掀书而起后,小林爬出书堆继续读书。
狂傲的末代武神,害特罗伦人持有的传承中断,被批判为禁忌的狂徒。因此,没人晓得他跨海寻死的目的,写书的人也只是说,末代武神害得原本如日中天的禁卫军必须与圣堂合作,方能稳定这承继了正统的“新”帝国——只属于特罗伦人的帝国。
可那连武神都会迷失的禁地,却有人能够逃脱。是的,世上曾有人从可怕的遗忘之地归来。这本书的作者写下了那人的经历,说他是名没胆的海员,本该从现今的格威兰北方出海,却想逃离队伍,给砍去一手一脚后挂上船帆,哭喊着驶向遗忘之地。可过了些天,有渔民在出海的港口救起他,听他说从那禁地逃出的经历,却只当他是给扔入大海后侥幸漂回的幸运儿。
“胡扯,洋流是反的他还荡得回来?”翻开本地理书的小林有所明悟,推敲起离开遗忘之地的办法,得出大概的答案,更定下必将前往的决心。
没错,小林必须去,因为让祂隐去的大陆定有珍奇…能叫帝国武神也冒死前往的诱惑,是绝不能放过的。而那诱惑是什么?天武想藏匿的是何物?力量,只能是力量…对这群本源之上的混账来说,除了力量,世上还有什么诱惑值得拿命冒险?
再大胆的猜想也不如实践。可小林怎敢去实践?未知的禁地该怎么踏入?那倒霉的故事,是给了他一些启发,但他总不能以此为名,亲身犯险吧?
想要尽可能安全地进入遗忘之地,他只能将猜想告知上级,申请“耗材”和许可。
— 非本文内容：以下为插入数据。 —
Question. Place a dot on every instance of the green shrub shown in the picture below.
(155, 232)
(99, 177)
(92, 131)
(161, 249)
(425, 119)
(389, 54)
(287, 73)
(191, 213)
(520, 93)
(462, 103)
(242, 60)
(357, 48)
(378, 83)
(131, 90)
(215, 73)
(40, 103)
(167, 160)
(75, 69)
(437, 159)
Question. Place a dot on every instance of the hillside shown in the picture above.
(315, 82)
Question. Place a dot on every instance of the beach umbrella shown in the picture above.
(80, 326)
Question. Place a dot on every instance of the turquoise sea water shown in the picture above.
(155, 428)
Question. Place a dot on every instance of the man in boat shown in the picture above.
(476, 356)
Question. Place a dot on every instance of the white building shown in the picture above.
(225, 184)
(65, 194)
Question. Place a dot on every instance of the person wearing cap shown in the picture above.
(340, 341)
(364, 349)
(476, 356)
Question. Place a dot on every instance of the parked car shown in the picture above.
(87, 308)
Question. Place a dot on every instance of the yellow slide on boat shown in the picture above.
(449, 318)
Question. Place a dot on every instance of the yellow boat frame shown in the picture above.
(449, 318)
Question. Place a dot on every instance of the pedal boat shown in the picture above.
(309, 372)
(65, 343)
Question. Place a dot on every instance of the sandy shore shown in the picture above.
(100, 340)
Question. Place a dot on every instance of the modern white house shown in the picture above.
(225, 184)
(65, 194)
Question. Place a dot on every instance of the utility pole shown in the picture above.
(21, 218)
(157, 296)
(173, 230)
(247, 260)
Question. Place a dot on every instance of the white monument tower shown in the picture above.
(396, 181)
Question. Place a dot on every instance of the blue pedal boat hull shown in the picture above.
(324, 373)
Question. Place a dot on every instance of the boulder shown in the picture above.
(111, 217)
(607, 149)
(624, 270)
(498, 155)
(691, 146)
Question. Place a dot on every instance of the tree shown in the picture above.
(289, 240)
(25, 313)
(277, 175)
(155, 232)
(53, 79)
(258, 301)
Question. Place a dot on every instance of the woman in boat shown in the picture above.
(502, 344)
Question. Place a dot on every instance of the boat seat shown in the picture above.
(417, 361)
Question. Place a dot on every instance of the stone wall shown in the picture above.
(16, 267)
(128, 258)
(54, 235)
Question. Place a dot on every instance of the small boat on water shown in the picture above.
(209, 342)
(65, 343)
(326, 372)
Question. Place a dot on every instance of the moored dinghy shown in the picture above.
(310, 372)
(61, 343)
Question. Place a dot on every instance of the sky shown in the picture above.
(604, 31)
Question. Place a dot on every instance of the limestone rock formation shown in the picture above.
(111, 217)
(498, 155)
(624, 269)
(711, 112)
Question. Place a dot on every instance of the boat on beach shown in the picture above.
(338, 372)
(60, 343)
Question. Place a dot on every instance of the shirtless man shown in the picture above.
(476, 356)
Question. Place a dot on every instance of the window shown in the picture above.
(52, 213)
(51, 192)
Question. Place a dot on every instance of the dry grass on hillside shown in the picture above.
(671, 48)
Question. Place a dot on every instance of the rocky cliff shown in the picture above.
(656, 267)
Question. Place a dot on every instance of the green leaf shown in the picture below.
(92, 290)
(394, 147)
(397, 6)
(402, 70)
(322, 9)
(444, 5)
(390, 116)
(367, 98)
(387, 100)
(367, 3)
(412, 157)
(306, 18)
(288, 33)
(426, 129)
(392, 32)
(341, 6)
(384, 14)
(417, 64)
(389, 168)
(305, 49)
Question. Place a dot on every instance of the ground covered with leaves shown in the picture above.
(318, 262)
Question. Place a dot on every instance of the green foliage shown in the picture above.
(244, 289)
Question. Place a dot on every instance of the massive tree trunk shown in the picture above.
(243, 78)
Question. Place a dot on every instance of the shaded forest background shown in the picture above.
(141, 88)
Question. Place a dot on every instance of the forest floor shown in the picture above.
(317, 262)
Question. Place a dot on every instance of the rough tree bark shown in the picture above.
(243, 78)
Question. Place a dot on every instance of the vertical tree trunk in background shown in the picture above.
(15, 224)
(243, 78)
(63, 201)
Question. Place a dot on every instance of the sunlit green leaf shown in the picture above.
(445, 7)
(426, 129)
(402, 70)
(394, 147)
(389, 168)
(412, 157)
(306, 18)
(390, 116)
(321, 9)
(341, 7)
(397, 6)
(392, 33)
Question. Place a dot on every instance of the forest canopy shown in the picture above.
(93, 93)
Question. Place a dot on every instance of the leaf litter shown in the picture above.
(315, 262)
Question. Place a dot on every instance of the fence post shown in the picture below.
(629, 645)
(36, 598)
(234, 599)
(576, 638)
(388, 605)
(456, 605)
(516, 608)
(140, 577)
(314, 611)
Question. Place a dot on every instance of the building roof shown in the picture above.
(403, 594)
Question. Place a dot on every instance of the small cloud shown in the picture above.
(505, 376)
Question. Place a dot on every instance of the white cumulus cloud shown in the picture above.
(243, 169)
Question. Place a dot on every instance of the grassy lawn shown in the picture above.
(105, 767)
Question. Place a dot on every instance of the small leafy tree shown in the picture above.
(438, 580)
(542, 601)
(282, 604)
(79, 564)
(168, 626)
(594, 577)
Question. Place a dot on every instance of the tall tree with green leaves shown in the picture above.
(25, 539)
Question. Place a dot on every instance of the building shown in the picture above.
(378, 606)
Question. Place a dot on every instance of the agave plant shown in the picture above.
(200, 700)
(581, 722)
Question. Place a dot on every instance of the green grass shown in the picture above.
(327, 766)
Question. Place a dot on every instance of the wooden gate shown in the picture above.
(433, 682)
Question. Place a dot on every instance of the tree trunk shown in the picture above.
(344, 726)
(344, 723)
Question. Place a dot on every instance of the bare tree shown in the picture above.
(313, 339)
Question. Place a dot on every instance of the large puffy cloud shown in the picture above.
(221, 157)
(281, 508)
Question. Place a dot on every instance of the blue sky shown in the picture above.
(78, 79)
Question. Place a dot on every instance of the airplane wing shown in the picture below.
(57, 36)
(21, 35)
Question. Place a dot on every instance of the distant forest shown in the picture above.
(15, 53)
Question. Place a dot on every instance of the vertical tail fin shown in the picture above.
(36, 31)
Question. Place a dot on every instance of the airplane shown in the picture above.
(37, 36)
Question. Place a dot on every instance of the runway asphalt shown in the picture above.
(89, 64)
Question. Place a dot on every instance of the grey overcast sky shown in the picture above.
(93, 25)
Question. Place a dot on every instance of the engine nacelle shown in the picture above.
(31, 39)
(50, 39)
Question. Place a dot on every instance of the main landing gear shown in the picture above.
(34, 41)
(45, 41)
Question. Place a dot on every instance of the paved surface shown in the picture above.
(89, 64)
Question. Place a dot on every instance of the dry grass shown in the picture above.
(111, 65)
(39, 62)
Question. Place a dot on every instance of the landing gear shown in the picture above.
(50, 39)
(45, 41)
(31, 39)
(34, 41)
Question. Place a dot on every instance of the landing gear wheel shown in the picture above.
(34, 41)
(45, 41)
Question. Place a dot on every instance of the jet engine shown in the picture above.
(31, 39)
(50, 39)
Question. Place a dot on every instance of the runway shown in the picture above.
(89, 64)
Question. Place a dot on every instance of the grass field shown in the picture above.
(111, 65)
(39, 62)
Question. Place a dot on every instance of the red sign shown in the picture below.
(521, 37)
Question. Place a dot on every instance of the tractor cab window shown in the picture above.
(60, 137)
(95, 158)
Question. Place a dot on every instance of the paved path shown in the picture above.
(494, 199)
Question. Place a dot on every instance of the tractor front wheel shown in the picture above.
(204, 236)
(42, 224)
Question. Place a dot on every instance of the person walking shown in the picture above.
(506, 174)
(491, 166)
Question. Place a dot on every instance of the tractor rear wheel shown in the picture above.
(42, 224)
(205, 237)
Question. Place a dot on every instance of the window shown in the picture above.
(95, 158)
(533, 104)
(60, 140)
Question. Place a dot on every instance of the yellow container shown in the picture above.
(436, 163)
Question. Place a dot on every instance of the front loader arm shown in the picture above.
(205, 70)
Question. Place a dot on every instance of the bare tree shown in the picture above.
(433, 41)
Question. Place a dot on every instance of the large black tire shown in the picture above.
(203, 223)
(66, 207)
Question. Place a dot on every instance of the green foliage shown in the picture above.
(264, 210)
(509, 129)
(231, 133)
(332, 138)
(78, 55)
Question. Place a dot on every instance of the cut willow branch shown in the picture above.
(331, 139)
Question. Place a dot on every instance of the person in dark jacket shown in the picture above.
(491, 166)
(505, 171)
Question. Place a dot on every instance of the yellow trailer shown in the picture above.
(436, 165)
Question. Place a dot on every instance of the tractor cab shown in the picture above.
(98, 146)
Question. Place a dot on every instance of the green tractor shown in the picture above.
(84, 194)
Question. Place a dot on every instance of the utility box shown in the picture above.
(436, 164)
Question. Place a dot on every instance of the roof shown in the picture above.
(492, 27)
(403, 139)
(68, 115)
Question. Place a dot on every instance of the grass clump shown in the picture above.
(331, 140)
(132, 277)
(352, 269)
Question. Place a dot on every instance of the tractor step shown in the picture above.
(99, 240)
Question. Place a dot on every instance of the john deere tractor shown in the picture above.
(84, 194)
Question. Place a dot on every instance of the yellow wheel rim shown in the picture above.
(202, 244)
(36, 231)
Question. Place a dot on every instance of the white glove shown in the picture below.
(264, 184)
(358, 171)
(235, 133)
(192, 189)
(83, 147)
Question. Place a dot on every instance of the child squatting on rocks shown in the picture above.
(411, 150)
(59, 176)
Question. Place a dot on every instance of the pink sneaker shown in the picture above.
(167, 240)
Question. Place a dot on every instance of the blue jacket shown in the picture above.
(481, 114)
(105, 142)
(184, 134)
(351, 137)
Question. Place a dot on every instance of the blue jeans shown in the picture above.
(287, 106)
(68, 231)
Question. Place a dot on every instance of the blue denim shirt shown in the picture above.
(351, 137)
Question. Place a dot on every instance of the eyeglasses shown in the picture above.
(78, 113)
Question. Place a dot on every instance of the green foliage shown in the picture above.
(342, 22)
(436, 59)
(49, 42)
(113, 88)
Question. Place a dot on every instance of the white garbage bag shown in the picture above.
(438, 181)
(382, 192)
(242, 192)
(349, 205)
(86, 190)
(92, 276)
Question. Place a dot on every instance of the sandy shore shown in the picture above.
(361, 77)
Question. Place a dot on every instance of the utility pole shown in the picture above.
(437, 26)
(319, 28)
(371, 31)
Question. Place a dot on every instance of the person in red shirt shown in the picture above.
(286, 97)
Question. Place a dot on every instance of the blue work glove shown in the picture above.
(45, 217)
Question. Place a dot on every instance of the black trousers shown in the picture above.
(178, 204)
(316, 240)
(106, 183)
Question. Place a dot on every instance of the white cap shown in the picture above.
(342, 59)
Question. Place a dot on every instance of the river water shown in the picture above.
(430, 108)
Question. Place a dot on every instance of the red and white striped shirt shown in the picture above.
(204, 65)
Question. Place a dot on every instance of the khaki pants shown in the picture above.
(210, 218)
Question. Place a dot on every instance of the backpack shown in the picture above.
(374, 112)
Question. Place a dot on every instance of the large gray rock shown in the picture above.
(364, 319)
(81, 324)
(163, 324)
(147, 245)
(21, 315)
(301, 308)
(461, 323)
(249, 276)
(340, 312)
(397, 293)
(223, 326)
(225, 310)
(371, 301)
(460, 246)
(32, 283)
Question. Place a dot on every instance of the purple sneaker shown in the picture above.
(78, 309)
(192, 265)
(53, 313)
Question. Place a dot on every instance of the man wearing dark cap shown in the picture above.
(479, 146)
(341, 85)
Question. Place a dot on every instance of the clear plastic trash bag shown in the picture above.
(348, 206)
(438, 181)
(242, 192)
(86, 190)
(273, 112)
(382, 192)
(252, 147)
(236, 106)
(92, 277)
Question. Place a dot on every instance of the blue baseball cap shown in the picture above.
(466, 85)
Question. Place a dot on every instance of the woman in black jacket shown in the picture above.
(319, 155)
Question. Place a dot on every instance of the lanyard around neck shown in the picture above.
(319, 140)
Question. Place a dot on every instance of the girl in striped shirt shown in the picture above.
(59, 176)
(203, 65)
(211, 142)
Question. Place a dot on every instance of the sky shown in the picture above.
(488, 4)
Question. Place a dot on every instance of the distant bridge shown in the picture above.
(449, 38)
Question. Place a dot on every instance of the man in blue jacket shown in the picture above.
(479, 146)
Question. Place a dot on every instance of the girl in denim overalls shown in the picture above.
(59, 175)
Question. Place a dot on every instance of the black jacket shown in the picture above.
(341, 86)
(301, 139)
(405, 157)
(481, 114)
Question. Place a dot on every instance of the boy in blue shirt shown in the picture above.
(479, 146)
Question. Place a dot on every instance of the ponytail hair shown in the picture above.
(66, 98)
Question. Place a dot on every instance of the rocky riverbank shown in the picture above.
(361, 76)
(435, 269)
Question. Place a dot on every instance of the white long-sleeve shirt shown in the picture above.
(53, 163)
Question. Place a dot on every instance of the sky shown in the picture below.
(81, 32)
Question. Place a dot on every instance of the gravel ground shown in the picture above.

假如那样行动,不管寻获什么,都会上交给朝晟,他的祖国。
可他还有什么办法?他唯有努力去当第一名接触者,第一个了解那秘密再说。
“老头…找你有事啊…你怎么跟娘们一样,婆婆妈妈的…”
他将富有想象力的推测告诉葛瑞昂,赌幸运会握在自己手中,赌幸运会给他契机,从遗忘之地…不,狄洲寻获力量的契机。
“整装,出发。”
等专业的学者抵达目的地后,十几辆辆货车也载着各种仪器,奔赴博萨的北海岸,将之送上漆黑的货轮。看到关满牲畜和特罗伦人的车厢吊上了甲板,早在此等候的小林却没有余裕可怜他们,只求自己的猜想得以验证。
“你们是真能瞎扯。这一路风平浪静,哪来的遮天波涛?”几日过去,小林隐约望到灰蒙的陆地,不禁嘲讽同行的学者。
“有时候,出于安全考虑,撒谎是明智之举,”年老的梁人收起望远镜,白发散乱,皮肤遭不住海风的寒,攥出不少褶子,“其实,若非格威兰的海军拦截,棕皮鬼早直翻北海掏我们后方了,这道理,总能明白吧?”
“行了,别再废话,说说吧,咱们该如何登陆?”
“不能。小子真没礼貌,尊老,懂吗?出于爱幼,我提醒你一嘴,先操心你的实验去吧。万一落了空,责任可不小。浪费这么长时间,要是一无所获,上面怎也得奖你个处罚。”
“啰嗦。”
靠近海岸搭好浮桥,小林展开望远镜,只能看见灰雾下荒芜——沙、全是沙,还有螺壳。更远处是废土,像洒过强效除草剂,连根茅草都找不到。可轮船下的蓝海依然生机勃勃,鱼在游、蜉蝣在漂。
小林没耐心等了,便下令:“第一组,羊五头。保留部位,毛、皮、角、腿、头,开始。”
他的意思,自然是让随行的士兵们割取这些动物的某些部位,或泡入营养液,或放入冷柜,妥善保存。而后,就该是他这位前行者的表演时间了。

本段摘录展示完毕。